Also gehen sie drei Wochen an Bord, schlafen in einer Etagenbett-Kabine und sind Teil der multinationalen Crew der „MS Aquarius“. Die holt Hoffnungssuchende aus Ländern wie Mali, Eritrea und dem Südsudan aus überfüllten, leckgeschlagenen Schlauchbooten. Es ist eine völlig andere Welt als das Zuhause von Eickmeyer und von Borstel in einem Ort mit 5.000 Einwohnern – so viele Menschen, wie am 23. Juni gerettet werden.

Mit der Sprechblasenästhetik von Goofy oder Asterix hat das nichts zu tun

Ein Stück Rettungsweste

Wieder zu Hause, umgeben von Skizzenblöcken, einem halben Dutzend Staffeleien, Gläsern voller Pinsel, erinnert sich Eickmeyer an die Reaktionen seiner Umwelt: „Respekt, haben viele gesagt – toll, was ihr da macht.“ Aber dann hätten sie immer gleich ein Aber hinterhergeschoben: „Eine solche Hilfsaktion ist doch keine Lösung!
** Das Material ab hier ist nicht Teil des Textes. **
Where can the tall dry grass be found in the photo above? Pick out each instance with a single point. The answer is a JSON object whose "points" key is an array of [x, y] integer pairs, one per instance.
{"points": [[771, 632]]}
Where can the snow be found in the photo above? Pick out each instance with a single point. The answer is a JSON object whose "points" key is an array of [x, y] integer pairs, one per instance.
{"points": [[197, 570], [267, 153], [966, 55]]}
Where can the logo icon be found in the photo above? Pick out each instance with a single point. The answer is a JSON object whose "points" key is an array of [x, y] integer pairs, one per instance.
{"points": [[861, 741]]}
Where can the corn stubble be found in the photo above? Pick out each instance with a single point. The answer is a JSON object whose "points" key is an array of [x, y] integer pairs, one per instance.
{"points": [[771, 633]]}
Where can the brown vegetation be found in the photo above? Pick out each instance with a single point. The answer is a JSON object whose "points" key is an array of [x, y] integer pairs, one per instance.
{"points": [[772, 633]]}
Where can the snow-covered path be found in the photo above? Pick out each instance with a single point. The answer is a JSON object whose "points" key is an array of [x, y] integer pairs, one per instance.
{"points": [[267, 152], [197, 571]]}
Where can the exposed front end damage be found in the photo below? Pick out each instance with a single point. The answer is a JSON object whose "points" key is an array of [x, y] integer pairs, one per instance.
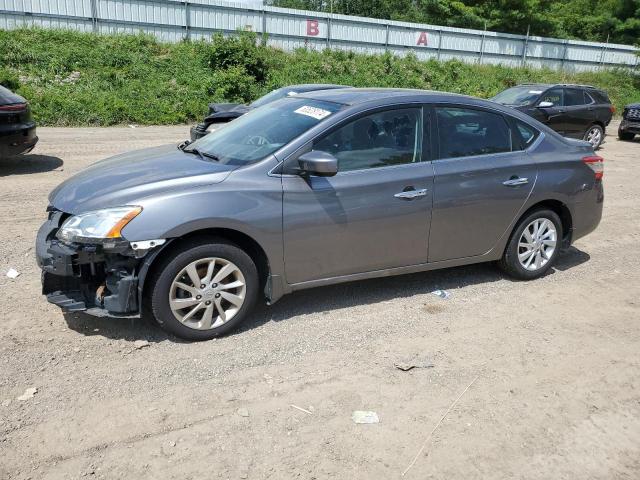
{"points": [[100, 279]]}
Da müssen die Regierungen ran, die Politiker, global!“ Eickmeyer zuckt die Achseln. „Klar, müssen sie. Aber wie wahrscheinlich ist es, dass das jemals geschieht?“

Deshalb habe er sich gefragt, was er selbst tun könne, im Kleinen. „Sonst kannst du dich irgendwann nicht mehr im Spiegel ansehen“, ist er überzeugt.
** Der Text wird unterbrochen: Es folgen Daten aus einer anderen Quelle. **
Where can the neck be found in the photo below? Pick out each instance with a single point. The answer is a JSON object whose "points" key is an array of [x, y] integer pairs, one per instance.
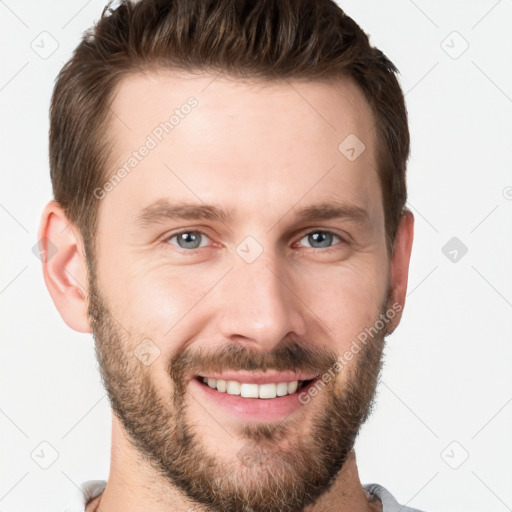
{"points": [[133, 485]]}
Ein überlebensgroßes Flüchtlingsporträt in Acryl dominiert den Raum, rechts unten ist ein Stück Rettungsweste eingearbeitet. Es ist für eine Wanderausstellung gedacht, die über die Arbeit von SOS Méditerranée und „Liebe deinen Nächsten“ informiert.
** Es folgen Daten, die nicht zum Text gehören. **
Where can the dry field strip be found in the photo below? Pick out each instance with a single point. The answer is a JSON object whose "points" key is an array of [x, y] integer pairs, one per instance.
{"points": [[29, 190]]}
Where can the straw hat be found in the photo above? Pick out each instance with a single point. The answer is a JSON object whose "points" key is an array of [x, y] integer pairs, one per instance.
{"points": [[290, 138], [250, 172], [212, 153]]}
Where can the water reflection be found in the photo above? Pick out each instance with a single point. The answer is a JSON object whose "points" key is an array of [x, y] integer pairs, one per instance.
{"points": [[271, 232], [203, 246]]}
Die beiden Künstler wollen das Thema Flüchtlinge „mit den Mitteln der Kunst auf eine kulturelle Ebene heben“, sagt von Borstel. „Wer sind denn die Verursacher dieser Fluchtbewegungen?“, fragt Eickmeyer und antwortet dann selbst: „Wir. Und dann bauen wir uns eine Festung und lassen niemanden rein.“ Für ihn ist das purer Zynismus. „Waren dürfen sich frei bewegen, weltweit, aber Menschen nicht?“, sagt er.

Stilistischer Grenzgang

Ihre Graphic Novel folgt, reportagehaft, ihrem persönlichen Erleben. Die „MS Aquarius“ ist vom Beiboot aus zu sehen, die erleichterten Blicke der Geretteten, die Anspannung, Erfülltheit und Müdigkeit der Helfer. Dramatik teilt sich mit und Emotion – mahnend, feinfühlig, appellativ.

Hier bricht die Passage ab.